Uma noite, acordou enregelado, numa amálgama de cartões e velhos pesadelos. Havia sombras a vaguear perto de um lume crepitando. Cheirava estranho. Titubeante, levantou-se. Ainda na mente lhe picava a mesma desolação, tenaz como nos olhos o ardor do fumo. Valeram-lhe as palavras:
– Chegue-se aqui, amigo. Na rua, a ressaca é mais fria...
Acocorou-se e esfregou as mãos junto do fogo. Aceitou a navalha no fio, metade de uma cebola, meia lata de atum barato. Pelo gargalo, bebeu de um sorvo o resto de vinho que lhe passaram. Carrascão, o tinto soube-lhe tão azedo quanto a lembrança daquele dia que até ao final lhe correra tão como de costume. Sentiu o aperto no estômago, mais agudo agora, com as voltas e o sabor do atum. Culpa danada. Limpou os lábios com as costas da mão e procurou nos bolsos uma beata. Acendeu-a. Três passas após, já queimava os dedos. Lançou-a à fogueira, enquanto se levantava. As duas sombras entreajudavam-se, empilhando cartões e mantas sem cor. Preparavam-se para dormir, numa paciente engenharia de sobrevivência. Vendo-os, soube que também ali não estaria a sua redenção. E disse, numa voz entorpecida:
– Na rua, mais fria do que a ressaca, só a culpa atravessada no coração...
– Olhe, amigo – respondeu ensonado o mais idoso – se de culpa se trata, tranque portas e aprenda a viver com ela. Nesta vida, culpados somos nós todos de qualquer coisa.
Calou-se, diante de tal resignação. O velho ajeitara uma das paredes do abrigo improvisado a meias, virara costas ao companheiro e, puxando o cobertor desbotado, tinha-se encolhido como um feto, a resmungar entre dentes. O fogo morria. Tinha de sair dali, onde já não havia além. Aquela gente definhava no vulcão da indiferença e a isso se habituara, sem perder humanidade. Outra culpa se lhe colava agora à pele, e um arrepio mostrou-lhe enfim uma luz.
Afinal, não precisava mais do que tinha. A folha da vida é escassa e esgotá-la nas linhas da auto-flagelação não conduz a qualquer lugar impoluto, se é que os há. Avivou a fogueira com a última tábua que restava, despiu o casaco e deixou-o sobre as duas sombras adormecidas. Fugiu de sob o viaduto e correu pela berma da circular, até perder o fôlego. Precisava só de um banho. Amanhecia, quando chegou à porta de casa, horizonte do qual se afastara com a culpa danada. Subiu as escadas, meteu-se no duche e deixou-se estar, até culpado se sentir só do que era, coisa de nada.
No dia seguinte, estava nas curvas da estrada onde alguém antes chegara pontual ao previsto. Deixou-lhe um cravo vermelho e chorou. Num repente, qualquer coisa o amparou. Viu-se calmo, então, a pensar na urgência de arranjar um atestado médico para justificar os dias de ausência à função.

3 comentários:

Nuno Baptista Coelho disse...

Bravo. Bravo, claro, mas há mais. Há frases brilhantes como "seria o destino a capotar sozinho", para mencionar apenas uma. Há ainda outra coisa, mencionada com menos frequência: o prazer de lêr todo o texto, até ao fim.

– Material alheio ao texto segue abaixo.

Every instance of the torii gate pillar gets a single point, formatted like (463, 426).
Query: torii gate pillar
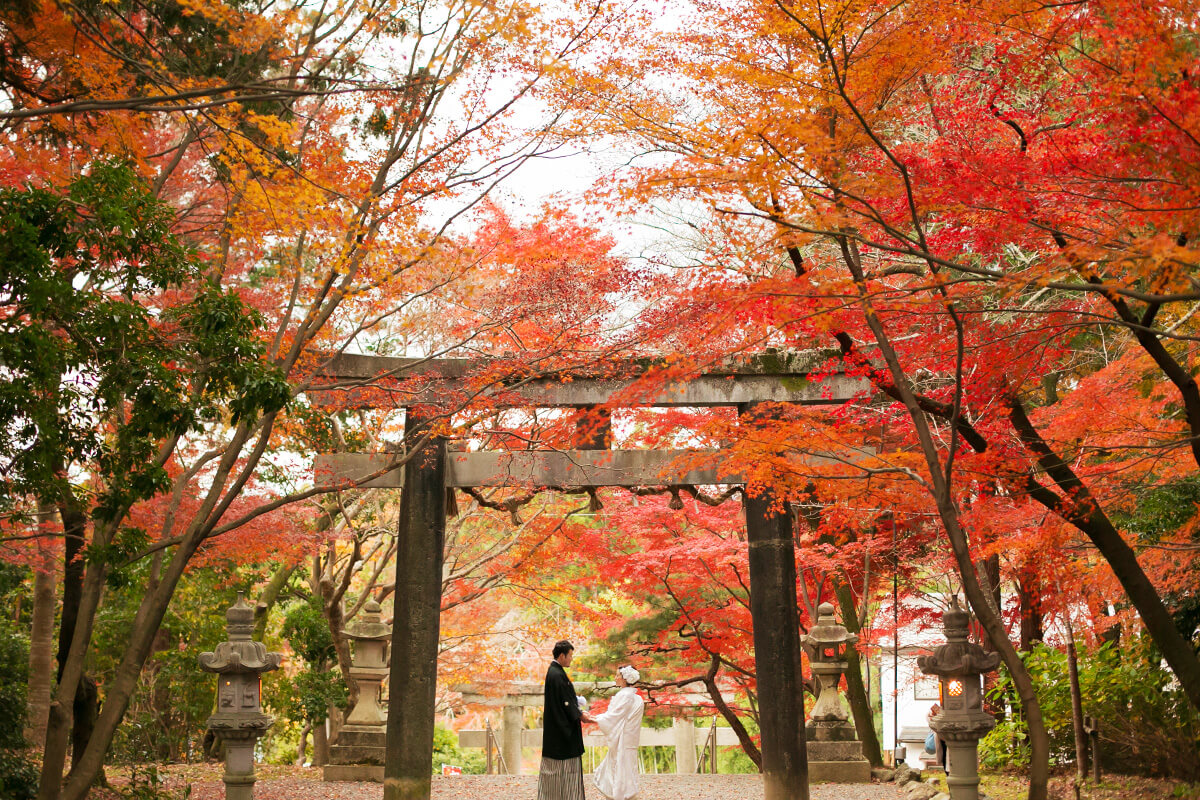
(777, 648)
(415, 625)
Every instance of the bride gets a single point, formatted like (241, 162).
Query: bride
(622, 726)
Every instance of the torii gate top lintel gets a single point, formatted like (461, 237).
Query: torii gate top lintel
(783, 377)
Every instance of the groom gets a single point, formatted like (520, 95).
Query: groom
(562, 739)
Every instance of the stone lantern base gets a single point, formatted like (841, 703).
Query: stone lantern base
(358, 755)
(835, 756)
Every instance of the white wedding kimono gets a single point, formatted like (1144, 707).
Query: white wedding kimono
(622, 726)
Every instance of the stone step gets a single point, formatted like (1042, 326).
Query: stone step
(345, 755)
(835, 751)
(839, 771)
(353, 773)
(357, 737)
(822, 732)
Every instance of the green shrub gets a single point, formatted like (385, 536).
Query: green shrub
(445, 751)
(1146, 723)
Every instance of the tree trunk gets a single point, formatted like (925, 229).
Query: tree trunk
(1077, 703)
(856, 692)
(81, 597)
(71, 671)
(739, 731)
(777, 644)
(1031, 614)
(947, 510)
(41, 642)
(417, 621)
(321, 744)
(124, 681)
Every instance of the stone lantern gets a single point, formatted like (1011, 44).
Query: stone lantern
(834, 752)
(370, 666)
(360, 751)
(827, 644)
(239, 720)
(959, 666)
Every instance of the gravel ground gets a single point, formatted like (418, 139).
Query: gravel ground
(478, 787)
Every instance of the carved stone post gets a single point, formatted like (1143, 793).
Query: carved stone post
(239, 720)
(370, 666)
(834, 752)
(510, 737)
(359, 752)
(959, 666)
(684, 731)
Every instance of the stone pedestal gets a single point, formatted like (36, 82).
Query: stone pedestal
(358, 755)
(685, 745)
(835, 756)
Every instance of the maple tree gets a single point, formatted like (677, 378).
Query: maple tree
(319, 212)
(941, 191)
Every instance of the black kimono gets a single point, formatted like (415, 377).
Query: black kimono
(561, 776)
(563, 721)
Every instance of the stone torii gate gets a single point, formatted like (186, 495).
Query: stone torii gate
(427, 474)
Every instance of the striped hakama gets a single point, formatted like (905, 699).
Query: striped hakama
(561, 779)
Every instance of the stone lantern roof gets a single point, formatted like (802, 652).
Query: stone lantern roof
(828, 631)
(370, 627)
(240, 654)
(958, 656)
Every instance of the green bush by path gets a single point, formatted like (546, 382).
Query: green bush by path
(1147, 727)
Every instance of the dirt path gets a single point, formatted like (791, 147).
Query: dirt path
(480, 787)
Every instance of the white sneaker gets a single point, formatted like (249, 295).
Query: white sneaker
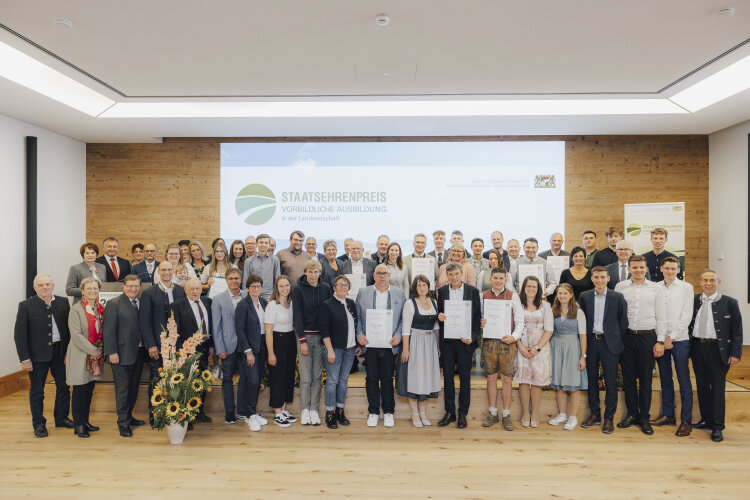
(372, 420)
(570, 424)
(305, 417)
(388, 420)
(314, 417)
(253, 423)
(560, 418)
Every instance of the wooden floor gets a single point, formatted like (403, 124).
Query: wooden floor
(360, 462)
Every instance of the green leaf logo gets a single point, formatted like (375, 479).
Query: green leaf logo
(256, 203)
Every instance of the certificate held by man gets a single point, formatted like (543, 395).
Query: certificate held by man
(498, 315)
(379, 328)
(457, 319)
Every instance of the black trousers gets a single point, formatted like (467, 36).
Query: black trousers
(455, 352)
(37, 379)
(598, 353)
(282, 375)
(711, 379)
(82, 395)
(637, 361)
(381, 364)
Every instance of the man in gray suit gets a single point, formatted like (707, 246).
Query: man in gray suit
(121, 338)
(225, 342)
(381, 361)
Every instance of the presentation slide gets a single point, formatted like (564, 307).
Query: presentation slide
(336, 190)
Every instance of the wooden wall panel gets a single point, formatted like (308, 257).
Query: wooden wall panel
(170, 191)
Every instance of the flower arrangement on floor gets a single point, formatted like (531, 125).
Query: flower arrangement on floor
(176, 396)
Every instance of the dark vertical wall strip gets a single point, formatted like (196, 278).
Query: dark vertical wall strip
(31, 214)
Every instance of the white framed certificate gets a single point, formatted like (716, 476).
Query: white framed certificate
(423, 266)
(457, 322)
(559, 263)
(498, 316)
(379, 327)
(357, 281)
(537, 270)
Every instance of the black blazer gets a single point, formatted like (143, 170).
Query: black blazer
(615, 322)
(33, 330)
(334, 323)
(186, 323)
(728, 325)
(121, 332)
(122, 263)
(470, 293)
(247, 325)
(154, 313)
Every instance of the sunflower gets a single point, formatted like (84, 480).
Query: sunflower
(172, 409)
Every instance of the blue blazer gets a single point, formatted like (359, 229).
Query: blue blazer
(615, 322)
(728, 325)
(154, 313)
(222, 310)
(247, 324)
(366, 300)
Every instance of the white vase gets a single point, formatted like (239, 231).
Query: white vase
(176, 432)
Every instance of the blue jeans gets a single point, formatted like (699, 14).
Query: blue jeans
(680, 352)
(337, 376)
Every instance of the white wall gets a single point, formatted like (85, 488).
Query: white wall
(727, 205)
(61, 217)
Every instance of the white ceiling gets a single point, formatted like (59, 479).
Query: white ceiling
(283, 48)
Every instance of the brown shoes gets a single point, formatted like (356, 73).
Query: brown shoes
(591, 421)
(683, 430)
(663, 420)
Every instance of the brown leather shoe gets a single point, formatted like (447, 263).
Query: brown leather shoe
(591, 421)
(683, 430)
(663, 420)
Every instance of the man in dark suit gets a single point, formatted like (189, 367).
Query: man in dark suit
(192, 313)
(618, 271)
(121, 340)
(357, 264)
(146, 269)
(715, 345)
(457, 351)
(606, 314)
(117, 267)
(153, 314)
(42, 337)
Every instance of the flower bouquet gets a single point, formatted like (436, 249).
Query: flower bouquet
(176, 396)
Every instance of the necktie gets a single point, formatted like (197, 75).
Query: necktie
(114, 269)
(203, 320)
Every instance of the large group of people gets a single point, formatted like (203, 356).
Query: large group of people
(407, 316)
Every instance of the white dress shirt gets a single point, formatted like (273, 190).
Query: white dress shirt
(678, 299)
(646, 307)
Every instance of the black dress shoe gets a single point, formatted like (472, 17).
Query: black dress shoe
(341, 417)
(81, 431)
(447, 419)
(701, 424)
(331, 420)
(65, 423)
(646, 427)
(627, 422)
(461, 422)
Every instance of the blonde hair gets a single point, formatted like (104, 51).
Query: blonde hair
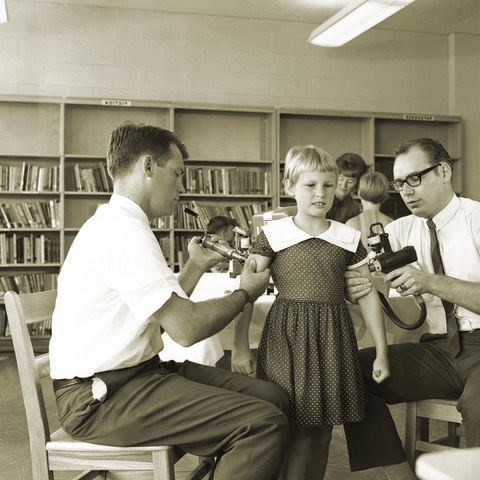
(306, 158)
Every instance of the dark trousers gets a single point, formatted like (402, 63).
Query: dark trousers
(418, 371)
(203, 410)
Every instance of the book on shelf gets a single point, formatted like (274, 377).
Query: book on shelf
(43, 214)
(227, 180)
(28, 177)
(87, 178)
(28, 283)
(28, 249)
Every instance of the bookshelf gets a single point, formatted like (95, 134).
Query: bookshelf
(231, 170)
(374, 136)
(53, 157)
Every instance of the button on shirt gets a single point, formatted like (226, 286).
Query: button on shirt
(114, 278)
(458, 232)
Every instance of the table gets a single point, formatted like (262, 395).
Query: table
(457, 464)
(209, 351)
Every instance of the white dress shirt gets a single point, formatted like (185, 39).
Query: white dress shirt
(458, 232)
(114, 278)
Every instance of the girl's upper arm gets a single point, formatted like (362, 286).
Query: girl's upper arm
(262, 262)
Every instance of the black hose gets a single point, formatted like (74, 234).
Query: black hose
(400, 323)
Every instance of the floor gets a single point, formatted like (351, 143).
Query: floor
(14, 449)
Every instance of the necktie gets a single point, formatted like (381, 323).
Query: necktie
(452, 328)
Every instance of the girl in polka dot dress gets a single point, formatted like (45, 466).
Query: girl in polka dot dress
(308, 344)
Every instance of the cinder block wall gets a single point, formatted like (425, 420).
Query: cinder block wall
(66, 50)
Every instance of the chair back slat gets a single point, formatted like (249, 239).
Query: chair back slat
(23, 310)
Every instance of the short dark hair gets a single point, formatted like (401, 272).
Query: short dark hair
(130, 141)
(351, 165)
(219, 223)
(373, 187)
(433, 148)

Um brilhante exemplo da elevada qualidade deste blog, qualidade a que tento ascender (julgo que fiz uma menção a isso no meu post seguinte). Em relação a este, termino como comecei: bravo!

Guiomar Fernandes disse...

Por qualquer razão, que não sei explicar, fez-me lembrar as "Intermitências da morte". Adorei!
Aliás, sinto uma culpa danada de ainda não ter escrito a culpa, nem o sonho, nem a mudança. Findas que estão as festas (que me deram mais trabalho que descanso) espero voltar a conseguir apanharo ritmo dos meus ilustres companheiros de blog. Sem promessas, mas com determinação.

apsarasamadhi disse...

Sempre exerceu sobre mim um fascínio labiríntico a figura do mendigo ou do vagabundo que, na simplicidade intrincada da noite, encontra as vésperas de si!